The "Why": Schemas and Processors¶

Schemas (e.g., TransmissionNodeTable): Define the "Structure" of how infrastructure data should look, ensuring that fields like node_type and transmission_medium are consistent across different sources.
Processors (e.g., EntityProcessor): Handle the "Action" of cleaning and deduplicating raw dataframes to match the schema requirements.

The Workflow¶

1. Reading Raw Datasets¶

GigaSpatial provides read_dataset as a unified entry point for KMZ, GPKG, Parquet, and Shapefiles.

from gigaspatial.core.io import read_dataset

# Load a raw KMZ or GPKG file from partner data
raw_df = read_dataset("/path/to/partner_data/kenya_fiber.kmz")

2. Normalizing to a Schema¶

Once loaded, we wrap the dataframe in a Schema class to enforce consistency and apply default values.

from gigaspatial.core.schemas.transmission_node import TransmissionNodeTable

# Initialize the table schema with our raw data
# This allows the library to map non-standard column names to our core schema
node_table = TransmissionNodeTable(raw_df)

3. Cleaning and Deduplication¶

We use the EntityProcessor to perform high-level cleaning operations like geometry validation and row-level deduplication.

from gigaspatial.core.schemas.entity import EntityProcessor

# Initialize the processor for our node table
processor = EntityProcessor(node_table.df)

# Execute standard cleaning pipeline
# This removes duplicates based on coordinates and name
cleaned_df = processor.process(drop_duplicates=True)

Rationale for this Combination¶

By separating the Reading (DataStore/IO), Normalization (Schemas), and Processing (EntityProcessor), GigaSpatial allows for repeatable data cleaning pipelines.

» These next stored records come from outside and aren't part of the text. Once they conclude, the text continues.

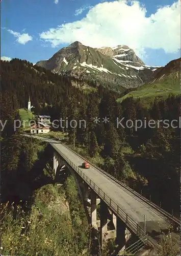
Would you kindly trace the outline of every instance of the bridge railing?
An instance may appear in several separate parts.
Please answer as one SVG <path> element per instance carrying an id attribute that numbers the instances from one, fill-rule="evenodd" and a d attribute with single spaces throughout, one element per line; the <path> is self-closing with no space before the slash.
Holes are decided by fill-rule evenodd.
<path id="1" fill-rule="evenodd" d="M 56 148 L 57 151 L 57 148 Z M 60 151 L 60 155 L 73 168 L 76 173 L 85 180 L 89 186 L 92 188 L 97 195 L 101 198 L 113 211 L 118 216 L 138 237 L 142 238 L 145 236 L 144 230 L 132 218 L 126 214 L 120 207 L 109 197 L 96 184 L 93 182 L 82 170 L 74 164 L 70 159 Z"/>
<path id="2" fill-rule="evenodd" d="M 123 253 L 128 253 L 129 255 L 138 255 L 138 252 L 141 249 L 148 244 L 148 234 L 141 238 L 136 243 L 132 244 L 124 250 Z"/>

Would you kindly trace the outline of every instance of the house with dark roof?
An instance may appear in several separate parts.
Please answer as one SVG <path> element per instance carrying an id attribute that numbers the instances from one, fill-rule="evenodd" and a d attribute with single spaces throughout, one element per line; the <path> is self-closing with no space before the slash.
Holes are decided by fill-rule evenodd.
<path id="1" fill-rule="evenodd" d="M 32 134 L 49 133 L 50 130 L 50 126 L 46 122 L 38 122 L 37 124 L 34 124 L 31 126 L 30 132 Z"/>

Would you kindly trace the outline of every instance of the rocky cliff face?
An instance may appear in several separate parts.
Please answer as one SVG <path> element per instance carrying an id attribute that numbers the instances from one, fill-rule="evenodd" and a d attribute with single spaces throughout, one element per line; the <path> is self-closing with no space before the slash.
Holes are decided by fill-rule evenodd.
<path id="1" fill-rule="evenodd" d="M 96 49 L 75 41 L 36 65 L 53 72 L 96 82 L 115 91 L 147 82 L 156 67 L 145 65 L 126 46 Z"/>

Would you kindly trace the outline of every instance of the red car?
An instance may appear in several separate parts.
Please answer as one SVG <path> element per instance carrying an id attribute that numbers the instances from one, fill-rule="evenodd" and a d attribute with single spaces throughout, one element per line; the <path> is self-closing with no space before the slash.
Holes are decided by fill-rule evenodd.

For example, when processing ken-joints-manholes-handholes.gpkg seen in our production notebooks, this workflow allows the library to: 1. Normalize partner-specific names (like Joint 5 - KITUI) into a standard TransmissionNode. 2. Automatically extract longitude/latitude from nested KMZ geometries. 3. Identify "logical" nodes (exchanges) that serves as primary connectivity hubs.

This "Giga-ready" standardized data can then be passed into the PoiViewGenerator for catchment analysis.